When you provide VictoriaMetrics as a Platform for different organizations, teams or customers, you can create the billing based on statistics exposed by tenants.

The metrics cover:

  • ingestion flow(vm_tenant_inserted_rows_total),
  • reading requests(vm_tenant_select_requests_duration_ms_total and vm_tenant_select_requests_total),
  • disk space usage(vm_tenant_used_tenant_bytes)
  • data distribution (vm_tenant_timeseries_created_total and vm_tenant_active_timeseries)
  • These four buckets provide complete information on the cost of every tenant.

Using the /api/v1/query endpoint, you can collect these metrics in your application to create a separate billing service.

Example of billing logic:

  1. Understand the cost of running VictoriaMetrics, calculate the percentage of every tenant and divide the cost between organizations/teams.
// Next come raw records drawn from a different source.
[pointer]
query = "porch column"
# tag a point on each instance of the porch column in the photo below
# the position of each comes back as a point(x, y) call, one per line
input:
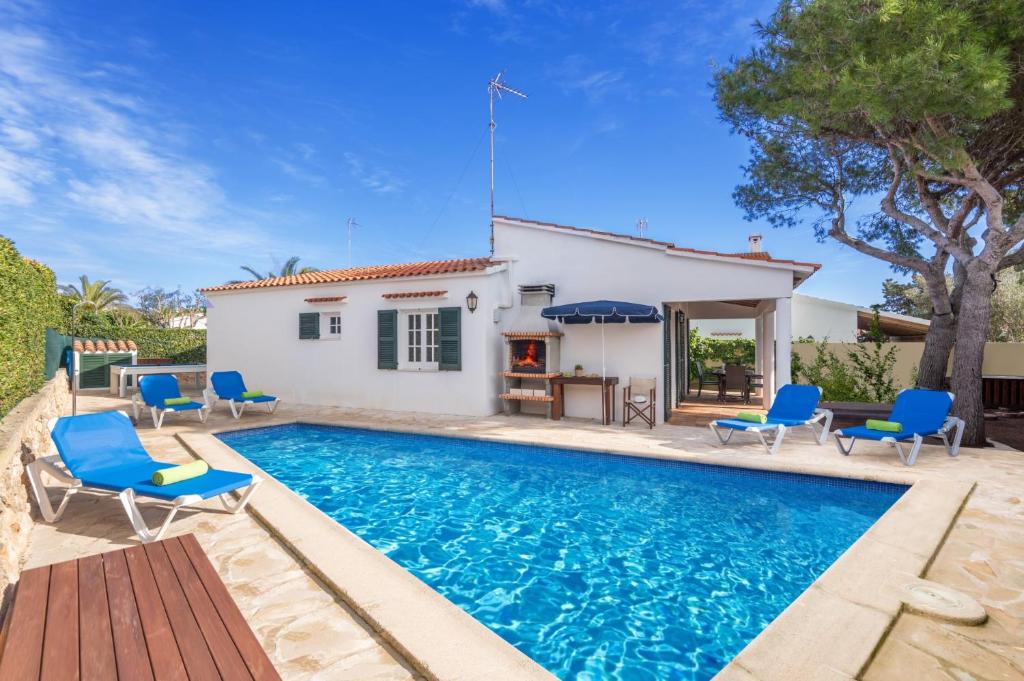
point(783, 341)
point(766, 325)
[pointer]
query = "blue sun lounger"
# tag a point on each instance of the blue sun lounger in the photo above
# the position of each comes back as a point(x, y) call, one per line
point(229, 386)
point(921, 413)
point(795, 406)
point(102, 452)
point(155, 390)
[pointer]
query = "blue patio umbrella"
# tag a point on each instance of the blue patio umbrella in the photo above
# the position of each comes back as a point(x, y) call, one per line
point(603, 311)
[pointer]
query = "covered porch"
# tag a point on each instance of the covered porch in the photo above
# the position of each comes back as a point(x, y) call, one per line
point(771, 368)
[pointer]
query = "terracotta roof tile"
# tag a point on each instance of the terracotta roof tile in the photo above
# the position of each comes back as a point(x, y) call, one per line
point(364, 273)
point(668, 245)
point(415, 294)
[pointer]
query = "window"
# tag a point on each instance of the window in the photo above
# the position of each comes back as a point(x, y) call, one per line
point(330, 326)
point(422, 339)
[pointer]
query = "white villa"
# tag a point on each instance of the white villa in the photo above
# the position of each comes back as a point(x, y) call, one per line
point(820, 318)
point(437, 336)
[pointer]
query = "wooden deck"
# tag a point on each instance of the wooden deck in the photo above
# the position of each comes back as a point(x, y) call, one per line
point(698, 413)
point(147, 612)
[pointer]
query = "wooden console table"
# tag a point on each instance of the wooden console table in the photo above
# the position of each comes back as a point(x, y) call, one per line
point(607, 385)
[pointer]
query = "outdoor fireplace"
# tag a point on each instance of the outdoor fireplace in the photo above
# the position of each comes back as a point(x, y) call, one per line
point(530, 362)
point(527, 355)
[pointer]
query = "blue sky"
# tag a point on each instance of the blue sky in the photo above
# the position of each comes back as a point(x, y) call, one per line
point(168, 143)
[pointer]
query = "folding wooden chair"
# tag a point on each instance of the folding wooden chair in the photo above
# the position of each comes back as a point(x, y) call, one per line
point(638, 400)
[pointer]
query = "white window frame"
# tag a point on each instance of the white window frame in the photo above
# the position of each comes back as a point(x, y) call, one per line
point(326, 326)
point(409, 336)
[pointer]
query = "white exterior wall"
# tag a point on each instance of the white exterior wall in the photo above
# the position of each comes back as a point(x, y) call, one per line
point(590, 267)
point(811, 316)
point(824, 318)
point(256, 332)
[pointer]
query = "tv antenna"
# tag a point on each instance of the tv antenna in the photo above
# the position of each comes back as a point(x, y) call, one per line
point(496, 86)
point(350, 223)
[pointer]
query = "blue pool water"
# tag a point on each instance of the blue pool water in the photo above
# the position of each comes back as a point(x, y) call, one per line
point(597, 566)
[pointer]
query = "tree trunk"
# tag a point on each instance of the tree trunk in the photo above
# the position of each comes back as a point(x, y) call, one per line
point(938, 346)
point(972, 332)
point(941, 333)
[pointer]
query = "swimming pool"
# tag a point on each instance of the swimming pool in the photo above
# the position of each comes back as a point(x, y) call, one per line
point(597, 566)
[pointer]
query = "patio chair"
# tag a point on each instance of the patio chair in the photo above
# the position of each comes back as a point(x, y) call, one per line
point(705, 379)
point(920, 414)
point(229, 386)
point(638, 400)
point(102, 452)
point(734, 379)
point(795, 406)
point(155, 392)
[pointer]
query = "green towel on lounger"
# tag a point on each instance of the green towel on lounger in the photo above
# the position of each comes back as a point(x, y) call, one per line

This way is suitable for internal usage.
  2. Define the Unit ( for example, 1 unit equals 1k active timeseries, 1k new series over 24h, 1GB of disk space, 1k datapoints per second, etc.) and price per Unit. Collect the data from the /api/v1/query endpoint of existent usage and calculate the number of units the tenant uses. This way is suitable when you provide VictoriaMetrics for your customers and inside the organization or teams.
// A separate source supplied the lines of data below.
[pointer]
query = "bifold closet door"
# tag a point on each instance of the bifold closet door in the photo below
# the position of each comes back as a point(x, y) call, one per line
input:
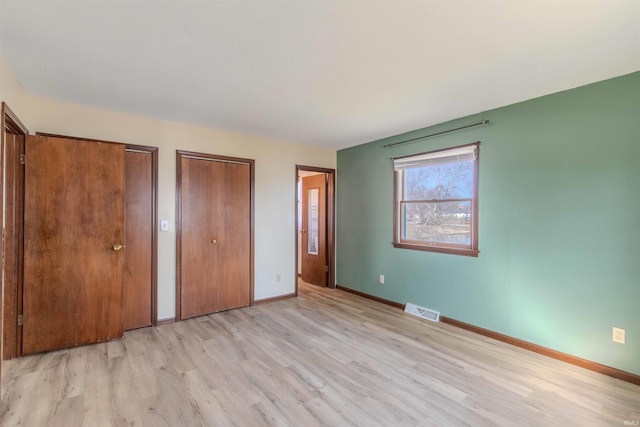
point(215, 235)
point(137, 282)
point(73, 243)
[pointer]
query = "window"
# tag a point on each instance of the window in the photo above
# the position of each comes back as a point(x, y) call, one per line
point(436, 201)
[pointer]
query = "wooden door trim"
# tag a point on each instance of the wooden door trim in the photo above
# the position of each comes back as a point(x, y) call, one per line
point(11, 124)
point(154, 209)
point(182, 154)
point(330, 206)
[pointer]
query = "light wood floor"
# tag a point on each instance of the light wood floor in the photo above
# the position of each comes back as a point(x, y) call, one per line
point(324, 358)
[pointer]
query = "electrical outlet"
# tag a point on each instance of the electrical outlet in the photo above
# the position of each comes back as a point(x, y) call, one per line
point(618, 335)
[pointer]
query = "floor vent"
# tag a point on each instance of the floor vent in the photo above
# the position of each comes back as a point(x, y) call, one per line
point(425, 313)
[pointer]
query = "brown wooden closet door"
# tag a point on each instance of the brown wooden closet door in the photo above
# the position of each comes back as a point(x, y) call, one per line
point(136, 309)
point(74, 215)
point(215, 236)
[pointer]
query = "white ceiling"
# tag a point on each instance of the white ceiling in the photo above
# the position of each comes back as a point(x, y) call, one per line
point(327, 73)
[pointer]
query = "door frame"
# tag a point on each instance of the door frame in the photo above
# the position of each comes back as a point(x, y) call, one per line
point(11, 285)
point(154, 209)
point(181, 154)
point(330, 208)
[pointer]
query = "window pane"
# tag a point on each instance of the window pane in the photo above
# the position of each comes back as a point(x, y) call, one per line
point(312, 247)
point(447, 181)
point(445, 222)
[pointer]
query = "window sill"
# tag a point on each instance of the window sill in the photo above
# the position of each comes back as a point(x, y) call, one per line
point(438, 249)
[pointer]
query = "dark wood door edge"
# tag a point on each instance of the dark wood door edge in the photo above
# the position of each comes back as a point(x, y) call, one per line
point(180, 154)
point(331, 213)
point(554, 354)
point(11, 124)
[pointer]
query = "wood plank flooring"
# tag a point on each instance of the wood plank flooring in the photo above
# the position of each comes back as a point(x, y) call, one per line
point(325, 358)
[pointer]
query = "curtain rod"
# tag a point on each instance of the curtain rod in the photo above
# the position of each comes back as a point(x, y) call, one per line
point(482, 123)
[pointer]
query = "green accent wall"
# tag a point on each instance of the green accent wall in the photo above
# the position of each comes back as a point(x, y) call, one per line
point(559, 223)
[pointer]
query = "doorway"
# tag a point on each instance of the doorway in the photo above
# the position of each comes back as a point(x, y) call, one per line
point(315, 226)
point(139, 281)
point(214, 233)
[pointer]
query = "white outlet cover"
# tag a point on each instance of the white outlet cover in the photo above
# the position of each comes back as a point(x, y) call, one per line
point(618, 335)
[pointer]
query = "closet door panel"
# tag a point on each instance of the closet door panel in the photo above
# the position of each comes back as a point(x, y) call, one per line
point(234, 250)
point(138, 239)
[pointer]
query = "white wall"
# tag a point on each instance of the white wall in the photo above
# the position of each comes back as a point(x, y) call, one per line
point(274, 181)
Check the Billing section of Grafana Dashboard, it contains billing section.

Integration with vmgateway#

vmgateway supports integration with Per Tenant Statistics data for rate limiting purposes. More information can be found here

Integration with vmalert#

You can generate alerts based on each tenant’s resource usage and send notifications to prevent limits exhaustion.

Here is an alert example for high churn rate by the tenant:


- alert: TooHighChurnRate
  expr: |
    (
    sum(rate(vm_tenant_timeseries_created_total[5m])) by(accountID,projectID)
    /
    sum(rate(vm_tenant_inserted_rows_total[5m])) by(accountID,projectID)
    ) > 0.1    
  for: 15m
  labels:
    severity: warning
  annotations:
    summary: "Churn rate is more than 10% for the last 15m"
    description: "VM constantly creates new time series in the tenant: {{ $labels.accountID }}:{{ $labels.projectID }}.\n
            This effect is known as Churn Rate.\n
            High Churn Rate is tightly connected with database performance and may
            result in unexpected OOM's or slow queries."